Like those cult figures, Escovedo, now in his mid-50s, has been through trials. There was divorce and the subsequent suicide of his first wife; months on the road away from his seven children; and his diagnosis in 1996 with hepatitis C. That condition eventually brought on his biggest crisis: He collapsed, vomiting blood, after a show in Phoenix, Ariz., in April of 2003.
He survived, but had to begin a punishing treatment regimen he could ill afford — because, like many mid-level U.S. musicians, Escovedo had no health insurance. It’s a plight Canadians can scarcely imagine. “Universal health care seems to be a dirty word in this country,” Escovedo says.
His salvation was the respect of his fellow musicians, beginning in Austin, Tex., where Escovedo is part of the musical pantheon of saints. Benefit concerts were organized across the continent, and two tribute albums were released: Por Vida, with the likes of Earle, Williams, Jennifer Warnes and the Cowboy Junkies doing his songs; and a Canadian equivalent, Escovedo 101, featuring members of the Sadies and Blue Rodeo, among others.
“The benefits were incredible,” he says now. “Community is kind of a lost art, so it was really impressive how the musical community came together and showed themselves a force to contend with when it comes to dealing with tragedy, whether it’s the hurricane victims [the keyboard player in Escovedo's band is a displaced New Orleans resident] or individuals. I’m forever grateful.”
Yet he had to humble himself to accept that help, Escovedo says. “It was hard to take the money. I always felt like I was the guy who did benefits for other people. Eventually my wife convinced me that not only was it helping me, it was helping other people also, just by bringing attention to the disease.
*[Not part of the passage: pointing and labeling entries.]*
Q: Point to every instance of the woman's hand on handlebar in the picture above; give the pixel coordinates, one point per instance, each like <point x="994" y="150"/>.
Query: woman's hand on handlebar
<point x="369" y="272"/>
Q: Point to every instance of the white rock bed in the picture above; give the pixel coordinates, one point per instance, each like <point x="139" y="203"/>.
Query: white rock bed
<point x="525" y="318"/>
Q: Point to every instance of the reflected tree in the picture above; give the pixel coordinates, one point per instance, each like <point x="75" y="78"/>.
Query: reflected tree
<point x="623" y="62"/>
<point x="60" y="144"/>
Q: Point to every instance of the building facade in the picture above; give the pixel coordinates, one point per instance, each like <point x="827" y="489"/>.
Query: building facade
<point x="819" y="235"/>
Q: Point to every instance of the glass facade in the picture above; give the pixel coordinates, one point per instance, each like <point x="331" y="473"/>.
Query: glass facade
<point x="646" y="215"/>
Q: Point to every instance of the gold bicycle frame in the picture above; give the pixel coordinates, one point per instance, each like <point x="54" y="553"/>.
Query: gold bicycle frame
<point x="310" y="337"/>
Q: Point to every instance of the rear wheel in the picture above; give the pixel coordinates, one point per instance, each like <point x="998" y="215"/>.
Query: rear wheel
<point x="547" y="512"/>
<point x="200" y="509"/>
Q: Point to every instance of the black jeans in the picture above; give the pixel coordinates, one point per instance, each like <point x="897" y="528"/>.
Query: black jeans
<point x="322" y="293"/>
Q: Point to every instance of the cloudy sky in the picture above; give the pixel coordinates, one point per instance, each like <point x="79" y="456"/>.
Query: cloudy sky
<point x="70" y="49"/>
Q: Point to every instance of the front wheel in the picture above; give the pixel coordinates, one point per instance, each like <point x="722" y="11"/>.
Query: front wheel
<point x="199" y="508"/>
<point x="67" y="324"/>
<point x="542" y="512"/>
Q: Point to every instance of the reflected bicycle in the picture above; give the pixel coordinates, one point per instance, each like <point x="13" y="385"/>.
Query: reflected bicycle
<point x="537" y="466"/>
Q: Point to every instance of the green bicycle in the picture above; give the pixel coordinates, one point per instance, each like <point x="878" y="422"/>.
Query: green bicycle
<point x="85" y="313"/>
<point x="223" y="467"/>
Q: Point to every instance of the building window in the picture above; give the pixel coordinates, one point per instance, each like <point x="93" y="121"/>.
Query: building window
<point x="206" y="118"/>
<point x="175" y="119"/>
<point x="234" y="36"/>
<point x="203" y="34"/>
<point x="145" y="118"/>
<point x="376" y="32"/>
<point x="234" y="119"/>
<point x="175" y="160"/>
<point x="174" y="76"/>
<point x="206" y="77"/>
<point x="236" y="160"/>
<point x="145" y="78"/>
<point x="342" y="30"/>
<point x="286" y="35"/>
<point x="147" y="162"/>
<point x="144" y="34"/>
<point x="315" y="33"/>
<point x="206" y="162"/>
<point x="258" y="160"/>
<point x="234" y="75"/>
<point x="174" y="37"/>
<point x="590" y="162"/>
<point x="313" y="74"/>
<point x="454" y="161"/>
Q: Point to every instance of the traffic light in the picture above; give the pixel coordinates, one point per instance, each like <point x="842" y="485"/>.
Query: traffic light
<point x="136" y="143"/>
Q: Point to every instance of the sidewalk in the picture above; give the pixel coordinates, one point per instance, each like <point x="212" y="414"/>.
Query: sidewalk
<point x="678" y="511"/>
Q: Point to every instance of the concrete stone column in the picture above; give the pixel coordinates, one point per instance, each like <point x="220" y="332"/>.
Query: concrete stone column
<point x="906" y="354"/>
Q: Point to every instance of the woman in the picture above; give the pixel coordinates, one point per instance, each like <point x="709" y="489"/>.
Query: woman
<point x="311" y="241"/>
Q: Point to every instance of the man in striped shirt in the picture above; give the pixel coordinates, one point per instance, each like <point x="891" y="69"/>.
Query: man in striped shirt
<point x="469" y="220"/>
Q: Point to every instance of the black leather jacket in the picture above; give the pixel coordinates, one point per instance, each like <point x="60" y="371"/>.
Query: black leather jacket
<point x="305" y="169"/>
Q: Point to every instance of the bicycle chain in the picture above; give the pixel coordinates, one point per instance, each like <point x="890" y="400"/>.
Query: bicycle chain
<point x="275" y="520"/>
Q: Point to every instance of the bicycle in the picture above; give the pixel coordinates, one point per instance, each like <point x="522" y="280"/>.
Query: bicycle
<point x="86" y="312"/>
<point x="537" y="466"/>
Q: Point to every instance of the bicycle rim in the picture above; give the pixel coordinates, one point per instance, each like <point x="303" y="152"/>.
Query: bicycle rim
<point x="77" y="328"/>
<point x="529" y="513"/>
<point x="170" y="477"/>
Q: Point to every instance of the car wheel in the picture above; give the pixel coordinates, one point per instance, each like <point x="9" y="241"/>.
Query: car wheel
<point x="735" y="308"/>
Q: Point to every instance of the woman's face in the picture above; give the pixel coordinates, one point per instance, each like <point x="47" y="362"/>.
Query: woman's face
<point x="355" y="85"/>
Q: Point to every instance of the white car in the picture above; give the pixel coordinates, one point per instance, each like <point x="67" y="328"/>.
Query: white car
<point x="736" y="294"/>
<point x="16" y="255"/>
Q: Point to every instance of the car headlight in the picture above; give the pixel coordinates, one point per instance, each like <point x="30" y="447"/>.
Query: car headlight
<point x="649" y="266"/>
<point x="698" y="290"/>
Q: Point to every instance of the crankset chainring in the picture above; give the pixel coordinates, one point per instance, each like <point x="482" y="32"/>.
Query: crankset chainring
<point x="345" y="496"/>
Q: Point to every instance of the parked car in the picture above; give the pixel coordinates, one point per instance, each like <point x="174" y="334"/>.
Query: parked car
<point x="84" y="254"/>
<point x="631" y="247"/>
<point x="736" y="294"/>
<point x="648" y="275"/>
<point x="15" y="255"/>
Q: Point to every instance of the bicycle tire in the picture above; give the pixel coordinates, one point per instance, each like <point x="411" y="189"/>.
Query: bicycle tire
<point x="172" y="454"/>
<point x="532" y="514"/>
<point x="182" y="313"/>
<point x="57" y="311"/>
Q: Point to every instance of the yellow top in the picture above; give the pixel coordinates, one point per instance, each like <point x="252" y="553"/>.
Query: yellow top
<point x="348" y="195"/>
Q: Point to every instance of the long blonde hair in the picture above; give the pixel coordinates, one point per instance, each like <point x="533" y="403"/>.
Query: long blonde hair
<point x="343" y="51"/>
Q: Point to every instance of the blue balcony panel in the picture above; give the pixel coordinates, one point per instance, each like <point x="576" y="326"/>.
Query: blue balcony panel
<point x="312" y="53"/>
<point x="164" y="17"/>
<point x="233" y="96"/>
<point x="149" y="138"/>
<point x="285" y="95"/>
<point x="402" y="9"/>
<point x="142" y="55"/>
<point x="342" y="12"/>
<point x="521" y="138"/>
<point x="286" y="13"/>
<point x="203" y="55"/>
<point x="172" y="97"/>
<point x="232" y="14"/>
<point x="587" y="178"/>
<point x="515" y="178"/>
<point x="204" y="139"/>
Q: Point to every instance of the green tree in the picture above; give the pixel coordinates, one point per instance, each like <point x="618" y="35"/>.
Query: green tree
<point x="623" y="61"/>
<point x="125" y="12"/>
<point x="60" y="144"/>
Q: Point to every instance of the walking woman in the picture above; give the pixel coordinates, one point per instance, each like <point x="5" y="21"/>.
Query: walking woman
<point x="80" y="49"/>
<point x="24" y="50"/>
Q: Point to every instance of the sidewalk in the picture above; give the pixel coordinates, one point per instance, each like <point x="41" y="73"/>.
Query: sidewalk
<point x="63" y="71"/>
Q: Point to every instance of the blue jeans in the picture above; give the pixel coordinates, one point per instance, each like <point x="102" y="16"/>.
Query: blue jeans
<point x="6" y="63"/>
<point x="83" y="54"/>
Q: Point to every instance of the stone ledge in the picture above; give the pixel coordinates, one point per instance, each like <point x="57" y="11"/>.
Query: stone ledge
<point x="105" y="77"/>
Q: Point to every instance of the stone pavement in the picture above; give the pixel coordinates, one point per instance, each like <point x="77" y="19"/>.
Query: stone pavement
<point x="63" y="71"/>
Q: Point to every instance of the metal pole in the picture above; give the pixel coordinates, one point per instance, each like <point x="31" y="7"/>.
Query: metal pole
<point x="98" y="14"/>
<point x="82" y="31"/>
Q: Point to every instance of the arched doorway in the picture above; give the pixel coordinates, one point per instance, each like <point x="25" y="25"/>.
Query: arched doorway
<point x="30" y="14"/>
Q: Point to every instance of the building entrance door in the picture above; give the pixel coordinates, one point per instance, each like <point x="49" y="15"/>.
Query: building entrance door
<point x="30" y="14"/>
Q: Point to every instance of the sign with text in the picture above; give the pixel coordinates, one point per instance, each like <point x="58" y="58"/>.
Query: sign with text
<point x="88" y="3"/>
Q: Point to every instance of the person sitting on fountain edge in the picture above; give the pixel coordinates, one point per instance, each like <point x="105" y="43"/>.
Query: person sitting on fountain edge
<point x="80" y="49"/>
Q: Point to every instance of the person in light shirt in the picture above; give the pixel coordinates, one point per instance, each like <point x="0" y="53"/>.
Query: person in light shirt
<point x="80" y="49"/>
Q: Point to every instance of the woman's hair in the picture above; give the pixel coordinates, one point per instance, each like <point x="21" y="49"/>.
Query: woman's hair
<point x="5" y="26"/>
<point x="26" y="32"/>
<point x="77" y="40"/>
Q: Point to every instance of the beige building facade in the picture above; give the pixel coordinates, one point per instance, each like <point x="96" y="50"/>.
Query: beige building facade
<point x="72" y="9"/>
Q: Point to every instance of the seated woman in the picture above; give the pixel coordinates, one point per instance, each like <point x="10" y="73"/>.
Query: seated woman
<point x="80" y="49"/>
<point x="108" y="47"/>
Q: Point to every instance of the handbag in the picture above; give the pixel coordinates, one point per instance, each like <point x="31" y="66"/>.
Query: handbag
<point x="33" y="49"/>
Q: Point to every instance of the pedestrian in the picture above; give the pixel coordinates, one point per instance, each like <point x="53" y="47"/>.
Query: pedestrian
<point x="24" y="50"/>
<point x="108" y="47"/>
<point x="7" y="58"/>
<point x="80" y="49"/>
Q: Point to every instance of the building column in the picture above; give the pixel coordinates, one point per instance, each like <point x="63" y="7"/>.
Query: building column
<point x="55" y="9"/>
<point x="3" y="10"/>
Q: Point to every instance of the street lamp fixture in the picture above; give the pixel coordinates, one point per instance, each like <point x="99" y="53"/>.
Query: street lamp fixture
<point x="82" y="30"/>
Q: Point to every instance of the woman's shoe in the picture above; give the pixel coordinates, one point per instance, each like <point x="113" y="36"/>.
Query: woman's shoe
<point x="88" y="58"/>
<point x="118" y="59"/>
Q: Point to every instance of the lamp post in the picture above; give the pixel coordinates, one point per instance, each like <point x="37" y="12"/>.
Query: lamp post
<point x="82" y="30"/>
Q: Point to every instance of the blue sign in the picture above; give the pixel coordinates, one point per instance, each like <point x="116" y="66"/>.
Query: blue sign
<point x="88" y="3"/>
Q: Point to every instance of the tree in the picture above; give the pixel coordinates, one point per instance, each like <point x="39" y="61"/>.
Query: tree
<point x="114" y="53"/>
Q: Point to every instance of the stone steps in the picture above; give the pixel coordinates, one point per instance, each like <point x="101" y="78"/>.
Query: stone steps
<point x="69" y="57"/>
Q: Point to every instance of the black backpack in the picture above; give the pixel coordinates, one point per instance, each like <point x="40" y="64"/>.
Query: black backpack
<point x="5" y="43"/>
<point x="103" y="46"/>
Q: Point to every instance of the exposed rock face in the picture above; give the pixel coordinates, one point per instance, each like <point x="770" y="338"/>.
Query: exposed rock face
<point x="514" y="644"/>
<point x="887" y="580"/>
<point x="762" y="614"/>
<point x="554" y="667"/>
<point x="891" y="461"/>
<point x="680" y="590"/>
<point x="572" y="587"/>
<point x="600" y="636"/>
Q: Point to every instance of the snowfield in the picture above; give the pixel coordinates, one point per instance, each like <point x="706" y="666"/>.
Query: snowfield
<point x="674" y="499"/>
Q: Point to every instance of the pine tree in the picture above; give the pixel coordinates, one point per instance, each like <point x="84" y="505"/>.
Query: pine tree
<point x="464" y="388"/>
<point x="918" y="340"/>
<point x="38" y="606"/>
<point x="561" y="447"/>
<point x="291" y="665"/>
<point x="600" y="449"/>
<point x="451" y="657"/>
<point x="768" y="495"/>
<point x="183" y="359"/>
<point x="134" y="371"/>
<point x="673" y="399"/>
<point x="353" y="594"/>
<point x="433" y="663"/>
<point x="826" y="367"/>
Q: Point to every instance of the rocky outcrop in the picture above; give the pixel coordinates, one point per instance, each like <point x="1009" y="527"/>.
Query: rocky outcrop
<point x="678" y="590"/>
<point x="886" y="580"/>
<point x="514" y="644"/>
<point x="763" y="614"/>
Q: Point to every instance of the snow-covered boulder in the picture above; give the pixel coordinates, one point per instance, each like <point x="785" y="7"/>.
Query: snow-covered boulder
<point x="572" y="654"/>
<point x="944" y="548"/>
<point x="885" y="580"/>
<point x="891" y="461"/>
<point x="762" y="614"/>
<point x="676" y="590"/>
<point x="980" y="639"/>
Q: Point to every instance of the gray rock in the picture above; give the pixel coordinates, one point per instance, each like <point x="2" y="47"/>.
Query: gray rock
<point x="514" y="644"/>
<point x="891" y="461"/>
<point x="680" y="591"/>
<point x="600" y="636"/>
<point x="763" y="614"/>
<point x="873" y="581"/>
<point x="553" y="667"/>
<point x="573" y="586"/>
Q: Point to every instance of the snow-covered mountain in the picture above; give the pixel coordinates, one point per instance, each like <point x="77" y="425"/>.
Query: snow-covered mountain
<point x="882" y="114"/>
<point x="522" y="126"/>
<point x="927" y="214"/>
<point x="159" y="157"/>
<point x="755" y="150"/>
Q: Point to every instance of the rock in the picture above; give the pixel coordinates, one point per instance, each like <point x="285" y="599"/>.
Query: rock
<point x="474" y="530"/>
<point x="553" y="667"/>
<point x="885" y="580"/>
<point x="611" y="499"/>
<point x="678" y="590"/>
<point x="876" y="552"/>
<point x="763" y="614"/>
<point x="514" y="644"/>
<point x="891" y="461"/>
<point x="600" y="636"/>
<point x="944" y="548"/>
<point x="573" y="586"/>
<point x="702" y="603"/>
“We need to take care of each other. That’s really the core of it.”
Some of the artists who pitched in were Escovedo’s youthful idols, such as John Cale of the Velvet Underground and Ian Hunter of Mott the Hoople. “When I began playing, I tried to emulate what they were doing, knowing it was unattainable to tap into that kind of magic. And then these people play my songs, making them sound like I always tried to but never could.”
They found fresh nuances in his writing, and made him feel promoted from student to peer. Now Cale is producing Escovedo’s next album, including new songs he believes are his best ever.
But returning to the stage was still an intimidating proposition, with his own appearance and stamina so altered. His jet-black hair had fallen out, his muscles weakened. “I’d always been the one who wanted the band to look sharp and present a real presence,” he says, as anyone who ever witnessed his marathon performances knows.
The shows and tours will be briefer now, but he has found another kind of intensity. “I think I’ve been thrust deeper into the music than I ever was, with a certain determination I didn’t have before.”
It’s an energy at odds with the death-wishing rock romanticism that claimed the likes of the Sex Pistols. “It’s like Keith Richards says - if he’d done all the things he’s accused of, he’d be dead. Rock ‘n’ roll does require abandon, but I’m not sure the lifestyle is where you should focus. It’s in the music, and the mind . . . to find new ways to say things about society and life.
“To have that near-death experience has given me a perspective I probably never would have had. . . . It has been a blessing, really.”
Alejandro Escovedo appears with Jon Dee Graham, Oct. 4 at the El Mocambo, 464 Spadina Ave.